- 0°00′43″N 78°25′53″W﻿ / ﻿0.01194°N 78.43139°W
- Type: Fort and Settlement
- Location: Ecuador

History
- Built: c. 1480s CE

Site notes
- Condition: In ruins

= Rumicucho =

Archaeological site in Ecuador

Rumicucho or Pucara de Rumicucho is an archaeological site of the Inca Empire in the parroquia of San Antonio de Pichincha, in Quito Canton, Pichincha Province. Ecuador. Rumicucho is a pucara (hilltop fortress) located 23 km in a straight-line distance north of the city of Quito at an elevation of 2401 m.
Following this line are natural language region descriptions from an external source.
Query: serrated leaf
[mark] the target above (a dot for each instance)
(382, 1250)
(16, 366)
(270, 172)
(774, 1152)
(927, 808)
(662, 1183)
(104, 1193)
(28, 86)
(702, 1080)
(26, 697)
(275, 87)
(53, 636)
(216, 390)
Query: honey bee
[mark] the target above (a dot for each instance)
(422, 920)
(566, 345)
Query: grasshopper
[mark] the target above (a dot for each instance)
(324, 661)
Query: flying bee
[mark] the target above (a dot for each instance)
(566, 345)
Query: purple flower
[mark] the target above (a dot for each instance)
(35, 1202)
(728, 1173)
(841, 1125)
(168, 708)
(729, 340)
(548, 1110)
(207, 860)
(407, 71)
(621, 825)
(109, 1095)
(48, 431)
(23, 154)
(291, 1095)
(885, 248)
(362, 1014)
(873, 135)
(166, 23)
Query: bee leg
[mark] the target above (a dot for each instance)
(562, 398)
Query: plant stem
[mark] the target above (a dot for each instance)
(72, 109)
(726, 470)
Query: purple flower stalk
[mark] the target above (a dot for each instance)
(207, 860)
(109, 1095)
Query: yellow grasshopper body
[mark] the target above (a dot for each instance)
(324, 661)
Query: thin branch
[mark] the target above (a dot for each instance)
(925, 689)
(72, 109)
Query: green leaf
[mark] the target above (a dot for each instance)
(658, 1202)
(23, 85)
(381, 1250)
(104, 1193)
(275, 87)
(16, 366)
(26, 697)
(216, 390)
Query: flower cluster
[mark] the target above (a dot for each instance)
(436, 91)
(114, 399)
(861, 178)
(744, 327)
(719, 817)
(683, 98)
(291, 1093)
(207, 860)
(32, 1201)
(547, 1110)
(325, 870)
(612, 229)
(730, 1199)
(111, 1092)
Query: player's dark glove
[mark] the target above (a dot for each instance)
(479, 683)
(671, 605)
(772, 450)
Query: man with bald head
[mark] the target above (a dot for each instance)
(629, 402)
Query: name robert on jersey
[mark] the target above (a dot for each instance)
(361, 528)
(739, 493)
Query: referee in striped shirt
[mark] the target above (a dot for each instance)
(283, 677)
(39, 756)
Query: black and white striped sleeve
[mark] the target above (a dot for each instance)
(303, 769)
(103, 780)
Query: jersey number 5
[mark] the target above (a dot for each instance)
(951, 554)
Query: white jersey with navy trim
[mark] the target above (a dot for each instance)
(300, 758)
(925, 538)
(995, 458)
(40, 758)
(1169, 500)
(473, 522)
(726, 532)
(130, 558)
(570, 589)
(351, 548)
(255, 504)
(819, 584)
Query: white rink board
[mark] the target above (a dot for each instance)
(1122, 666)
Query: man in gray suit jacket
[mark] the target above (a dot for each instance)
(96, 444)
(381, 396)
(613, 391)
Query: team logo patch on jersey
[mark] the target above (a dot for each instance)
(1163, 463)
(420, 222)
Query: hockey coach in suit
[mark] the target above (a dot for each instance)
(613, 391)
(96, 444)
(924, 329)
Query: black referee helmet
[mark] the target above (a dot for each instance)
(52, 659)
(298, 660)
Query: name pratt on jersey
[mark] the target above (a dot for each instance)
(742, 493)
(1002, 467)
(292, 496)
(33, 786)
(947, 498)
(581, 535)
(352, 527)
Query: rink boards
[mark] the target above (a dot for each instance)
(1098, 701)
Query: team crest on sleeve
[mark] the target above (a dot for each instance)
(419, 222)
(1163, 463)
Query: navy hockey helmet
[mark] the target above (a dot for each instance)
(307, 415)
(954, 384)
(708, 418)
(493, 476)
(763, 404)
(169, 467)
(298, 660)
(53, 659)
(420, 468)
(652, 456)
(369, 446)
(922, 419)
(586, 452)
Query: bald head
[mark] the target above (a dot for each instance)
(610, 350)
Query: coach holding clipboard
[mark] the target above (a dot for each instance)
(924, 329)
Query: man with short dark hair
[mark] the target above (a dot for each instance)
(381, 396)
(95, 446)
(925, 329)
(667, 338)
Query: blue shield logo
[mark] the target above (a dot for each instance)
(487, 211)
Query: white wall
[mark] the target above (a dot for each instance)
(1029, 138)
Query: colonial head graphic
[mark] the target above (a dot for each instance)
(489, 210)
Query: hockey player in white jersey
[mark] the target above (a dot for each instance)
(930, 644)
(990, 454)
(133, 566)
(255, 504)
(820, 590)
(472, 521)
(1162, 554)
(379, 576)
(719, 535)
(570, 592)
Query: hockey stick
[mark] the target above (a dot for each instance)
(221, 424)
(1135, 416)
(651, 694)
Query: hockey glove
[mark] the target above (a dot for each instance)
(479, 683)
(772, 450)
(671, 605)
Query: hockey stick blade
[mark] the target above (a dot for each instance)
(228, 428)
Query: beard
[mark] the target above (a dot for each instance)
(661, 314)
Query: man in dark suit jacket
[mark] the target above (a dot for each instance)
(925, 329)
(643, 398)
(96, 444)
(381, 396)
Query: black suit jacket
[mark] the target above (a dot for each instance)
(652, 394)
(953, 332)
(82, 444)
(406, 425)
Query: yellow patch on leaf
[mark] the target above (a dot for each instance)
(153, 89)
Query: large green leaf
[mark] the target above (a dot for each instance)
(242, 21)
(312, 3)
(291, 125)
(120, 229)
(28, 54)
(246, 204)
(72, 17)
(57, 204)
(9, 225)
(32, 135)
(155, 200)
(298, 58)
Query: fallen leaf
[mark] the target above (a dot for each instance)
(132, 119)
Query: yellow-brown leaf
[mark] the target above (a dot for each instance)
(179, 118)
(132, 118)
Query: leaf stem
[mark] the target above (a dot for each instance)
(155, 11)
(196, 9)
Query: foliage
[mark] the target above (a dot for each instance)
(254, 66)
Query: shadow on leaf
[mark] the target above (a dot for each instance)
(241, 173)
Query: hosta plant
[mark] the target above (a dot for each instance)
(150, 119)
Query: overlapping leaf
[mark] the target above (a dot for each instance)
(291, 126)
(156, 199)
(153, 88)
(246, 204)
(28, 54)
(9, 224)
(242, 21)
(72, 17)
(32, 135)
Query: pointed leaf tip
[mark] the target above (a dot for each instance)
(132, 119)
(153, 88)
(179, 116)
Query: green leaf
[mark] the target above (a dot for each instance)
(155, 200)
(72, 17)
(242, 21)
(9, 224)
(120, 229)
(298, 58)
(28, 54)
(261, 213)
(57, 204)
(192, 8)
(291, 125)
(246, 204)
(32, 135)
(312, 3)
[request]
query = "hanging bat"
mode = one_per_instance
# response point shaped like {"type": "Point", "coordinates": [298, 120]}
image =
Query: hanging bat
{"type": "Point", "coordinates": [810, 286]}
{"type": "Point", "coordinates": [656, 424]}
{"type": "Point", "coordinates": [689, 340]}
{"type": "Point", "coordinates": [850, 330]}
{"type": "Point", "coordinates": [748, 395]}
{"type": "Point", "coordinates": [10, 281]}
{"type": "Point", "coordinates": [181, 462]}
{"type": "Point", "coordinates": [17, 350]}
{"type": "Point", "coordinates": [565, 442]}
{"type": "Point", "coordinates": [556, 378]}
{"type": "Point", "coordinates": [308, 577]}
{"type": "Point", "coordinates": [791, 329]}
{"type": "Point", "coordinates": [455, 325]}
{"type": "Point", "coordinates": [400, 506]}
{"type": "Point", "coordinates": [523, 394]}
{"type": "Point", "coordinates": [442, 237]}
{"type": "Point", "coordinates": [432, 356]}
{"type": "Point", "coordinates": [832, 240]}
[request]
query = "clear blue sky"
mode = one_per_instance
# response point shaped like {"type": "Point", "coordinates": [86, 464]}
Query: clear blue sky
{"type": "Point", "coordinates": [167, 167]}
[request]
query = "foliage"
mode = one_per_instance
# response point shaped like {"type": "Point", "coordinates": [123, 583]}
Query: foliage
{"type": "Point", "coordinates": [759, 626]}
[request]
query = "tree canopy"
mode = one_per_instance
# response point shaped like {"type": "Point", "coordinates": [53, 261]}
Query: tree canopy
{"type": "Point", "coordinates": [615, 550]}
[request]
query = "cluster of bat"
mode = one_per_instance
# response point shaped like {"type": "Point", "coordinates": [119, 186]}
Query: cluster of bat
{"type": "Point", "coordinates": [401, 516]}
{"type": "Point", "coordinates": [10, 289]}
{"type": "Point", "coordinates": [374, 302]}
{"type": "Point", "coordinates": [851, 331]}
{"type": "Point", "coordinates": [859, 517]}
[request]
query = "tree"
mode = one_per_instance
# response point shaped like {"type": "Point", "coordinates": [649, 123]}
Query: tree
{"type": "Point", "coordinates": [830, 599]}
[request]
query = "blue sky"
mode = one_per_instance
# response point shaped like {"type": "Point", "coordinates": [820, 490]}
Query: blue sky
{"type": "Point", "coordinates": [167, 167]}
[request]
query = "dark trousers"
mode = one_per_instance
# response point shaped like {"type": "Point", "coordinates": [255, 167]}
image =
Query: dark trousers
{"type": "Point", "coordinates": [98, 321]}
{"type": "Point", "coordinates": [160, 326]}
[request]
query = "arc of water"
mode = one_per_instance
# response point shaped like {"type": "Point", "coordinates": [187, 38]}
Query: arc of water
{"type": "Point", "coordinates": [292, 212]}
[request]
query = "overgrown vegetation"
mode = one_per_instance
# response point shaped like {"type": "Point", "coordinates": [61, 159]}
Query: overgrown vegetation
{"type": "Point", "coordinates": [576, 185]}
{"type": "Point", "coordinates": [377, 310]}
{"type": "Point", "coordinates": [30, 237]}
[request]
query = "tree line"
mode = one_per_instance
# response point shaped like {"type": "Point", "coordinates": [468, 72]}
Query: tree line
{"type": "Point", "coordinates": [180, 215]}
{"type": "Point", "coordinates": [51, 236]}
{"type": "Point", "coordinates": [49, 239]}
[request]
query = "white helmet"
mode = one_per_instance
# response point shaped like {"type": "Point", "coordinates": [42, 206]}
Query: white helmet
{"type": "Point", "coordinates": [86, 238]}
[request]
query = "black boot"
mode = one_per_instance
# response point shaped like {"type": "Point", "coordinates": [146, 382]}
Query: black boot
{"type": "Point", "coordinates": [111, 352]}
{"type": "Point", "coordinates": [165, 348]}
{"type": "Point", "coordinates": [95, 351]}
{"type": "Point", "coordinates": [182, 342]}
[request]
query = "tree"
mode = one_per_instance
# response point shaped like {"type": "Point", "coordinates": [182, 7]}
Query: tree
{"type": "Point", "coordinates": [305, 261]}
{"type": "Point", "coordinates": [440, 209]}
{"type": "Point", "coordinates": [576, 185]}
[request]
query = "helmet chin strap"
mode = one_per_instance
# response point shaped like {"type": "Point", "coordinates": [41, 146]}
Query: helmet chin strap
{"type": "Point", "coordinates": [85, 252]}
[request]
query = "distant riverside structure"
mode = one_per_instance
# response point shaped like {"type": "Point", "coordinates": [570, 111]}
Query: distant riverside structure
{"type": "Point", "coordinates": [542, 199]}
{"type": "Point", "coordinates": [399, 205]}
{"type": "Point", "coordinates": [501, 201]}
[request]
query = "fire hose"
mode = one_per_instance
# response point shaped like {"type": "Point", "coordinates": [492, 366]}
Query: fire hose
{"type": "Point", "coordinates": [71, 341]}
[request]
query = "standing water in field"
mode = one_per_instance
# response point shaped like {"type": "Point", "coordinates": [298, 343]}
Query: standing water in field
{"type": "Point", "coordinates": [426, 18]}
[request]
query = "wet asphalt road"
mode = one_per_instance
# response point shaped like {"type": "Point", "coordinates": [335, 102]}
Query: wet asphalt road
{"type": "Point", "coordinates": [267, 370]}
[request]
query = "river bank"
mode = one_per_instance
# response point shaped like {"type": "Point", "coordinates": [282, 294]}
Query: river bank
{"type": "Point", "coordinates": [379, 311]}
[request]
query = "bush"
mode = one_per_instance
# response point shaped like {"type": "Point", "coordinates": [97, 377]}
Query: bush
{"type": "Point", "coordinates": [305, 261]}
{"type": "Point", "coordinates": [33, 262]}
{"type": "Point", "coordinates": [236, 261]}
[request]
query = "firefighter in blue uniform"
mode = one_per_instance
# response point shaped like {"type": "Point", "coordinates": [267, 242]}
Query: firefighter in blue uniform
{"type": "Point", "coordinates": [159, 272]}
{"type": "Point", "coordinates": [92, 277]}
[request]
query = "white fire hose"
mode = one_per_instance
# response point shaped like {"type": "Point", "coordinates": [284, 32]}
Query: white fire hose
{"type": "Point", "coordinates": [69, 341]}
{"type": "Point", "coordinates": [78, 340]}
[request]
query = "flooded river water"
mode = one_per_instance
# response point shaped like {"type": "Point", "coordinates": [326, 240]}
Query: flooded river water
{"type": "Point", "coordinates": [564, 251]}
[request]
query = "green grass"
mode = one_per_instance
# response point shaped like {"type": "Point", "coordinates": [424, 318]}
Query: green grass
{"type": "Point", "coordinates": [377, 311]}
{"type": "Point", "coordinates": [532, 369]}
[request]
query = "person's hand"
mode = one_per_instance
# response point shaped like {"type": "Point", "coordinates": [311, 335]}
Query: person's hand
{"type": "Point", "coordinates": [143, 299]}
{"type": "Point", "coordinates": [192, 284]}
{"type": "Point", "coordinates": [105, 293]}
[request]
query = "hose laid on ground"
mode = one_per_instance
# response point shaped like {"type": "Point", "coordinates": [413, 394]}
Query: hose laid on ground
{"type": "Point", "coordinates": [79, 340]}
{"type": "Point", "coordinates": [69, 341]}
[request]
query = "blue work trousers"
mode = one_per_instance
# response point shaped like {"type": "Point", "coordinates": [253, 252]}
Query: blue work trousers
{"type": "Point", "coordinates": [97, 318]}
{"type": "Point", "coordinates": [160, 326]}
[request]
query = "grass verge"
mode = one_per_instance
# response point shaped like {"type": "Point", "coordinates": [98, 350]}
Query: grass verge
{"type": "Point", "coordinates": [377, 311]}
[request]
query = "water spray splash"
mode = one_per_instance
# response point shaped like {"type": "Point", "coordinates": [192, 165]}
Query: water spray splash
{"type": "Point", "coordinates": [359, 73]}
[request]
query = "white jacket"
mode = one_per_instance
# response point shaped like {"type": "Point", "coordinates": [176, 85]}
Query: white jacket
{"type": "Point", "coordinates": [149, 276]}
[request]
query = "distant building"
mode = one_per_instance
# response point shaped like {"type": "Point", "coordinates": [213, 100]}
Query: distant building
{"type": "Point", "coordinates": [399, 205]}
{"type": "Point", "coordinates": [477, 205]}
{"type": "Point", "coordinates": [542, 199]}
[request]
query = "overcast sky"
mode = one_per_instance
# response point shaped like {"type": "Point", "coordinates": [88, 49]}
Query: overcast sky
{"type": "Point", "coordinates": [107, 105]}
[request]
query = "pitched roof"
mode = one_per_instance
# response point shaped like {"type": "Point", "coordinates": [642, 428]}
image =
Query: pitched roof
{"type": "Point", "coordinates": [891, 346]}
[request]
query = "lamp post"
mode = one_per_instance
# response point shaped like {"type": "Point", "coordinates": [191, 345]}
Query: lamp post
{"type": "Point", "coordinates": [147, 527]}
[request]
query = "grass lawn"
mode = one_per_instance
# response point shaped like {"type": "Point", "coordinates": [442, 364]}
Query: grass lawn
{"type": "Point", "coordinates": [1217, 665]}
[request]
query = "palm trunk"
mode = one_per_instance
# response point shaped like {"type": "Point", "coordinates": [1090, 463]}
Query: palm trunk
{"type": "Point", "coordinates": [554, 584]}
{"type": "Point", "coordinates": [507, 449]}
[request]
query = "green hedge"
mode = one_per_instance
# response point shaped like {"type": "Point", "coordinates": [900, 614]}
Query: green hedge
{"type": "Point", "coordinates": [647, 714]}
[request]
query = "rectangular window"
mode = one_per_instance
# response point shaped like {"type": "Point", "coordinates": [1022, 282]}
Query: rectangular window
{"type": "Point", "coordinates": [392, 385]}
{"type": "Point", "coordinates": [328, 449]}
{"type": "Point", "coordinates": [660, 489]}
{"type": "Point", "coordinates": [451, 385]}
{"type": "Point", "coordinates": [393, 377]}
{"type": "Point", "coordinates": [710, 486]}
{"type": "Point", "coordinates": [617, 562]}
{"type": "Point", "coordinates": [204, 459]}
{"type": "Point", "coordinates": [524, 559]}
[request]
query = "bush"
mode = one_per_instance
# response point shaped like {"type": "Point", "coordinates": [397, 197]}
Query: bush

Rumicucho in the Quechua language means "stone corner", perhaps referring to its strategic location between the territory of the Yumbo people to the east and the chiefdoms of the Pais Caranqui to the north.

The Incas probably built Rumicucho between 1480 and 1500 and ruled this area until the Spanish conquest in the 1530s.

Rumicucho has also been called Lulumbamba (fertile plain), a reference to the valley to its west, now mostly urbanized but formerly intensely cultivated. Rumicucho is a popular site for tourists to visit.

==Background==

Rumicucho is one of more than 100 known pucaras in northern Ecuador, far more than in any other region of the Inca Empire which indicates the severity of the resistance by the local people to the advance northward by the Incas. Many of the pucaras were built by the Indigenous people long before the Inca Empire. The Incas established or strengthened existing pucaras as bases to conquer the chiefdoms of the Pais Caranqui of whom the Cayambe may have been the most powerful. The Inca war against the Pais Caranqui lasted for years, possibly two or three decades. The Inca conquest of northern Ecuador was not completed until the early 16th century.

==Description==
The archaeological site occupies an area 380 m long and 75 m wide. The site was probably occupied by pre-Inca cultures, with the Incas adding their customary styles to the existing buildings and walls.

Unlike many pucaras Rumicucho is not on a high point of the landscape, but rather is located on a small hill. Its setting identifies it as a crossroads as well as being a fortress.
Rumicucho is one of the few pucaras in Ecuador where a substantial amount of Inca material has been found, including domestic items such as cloth, ceramic pots for making Chicha, the fermented Inca drink, implements made of camelid bone, seashells, and metal objects. Rumicucho was a multi-functional base for residence and ceremonies and control of transit and trade as well as defense.

The archaeological site consists of 5 terraces stair-stepping up the hill, each with its own particular purpose. The first and second terraces were used for rituals and feasts; the third terrace was for ceremonies, and terraces one and two were probably used for housing and workshops.

Rumicucho was also probably used for astronomy and to observe solar events. It is about 1 km from the equator and lines up precisely with the snow-capped volcanoes Cayambe 50 km east and Cotopaxi, 80 km to the south, suggesting that it was a sacred site. The Incas and pre-Inca peoples had an extensive knowledge of astronomy and often located their installations in places appropriate for observations of solar events, including the equatorial solstice, which they called "the day when man has no shadow."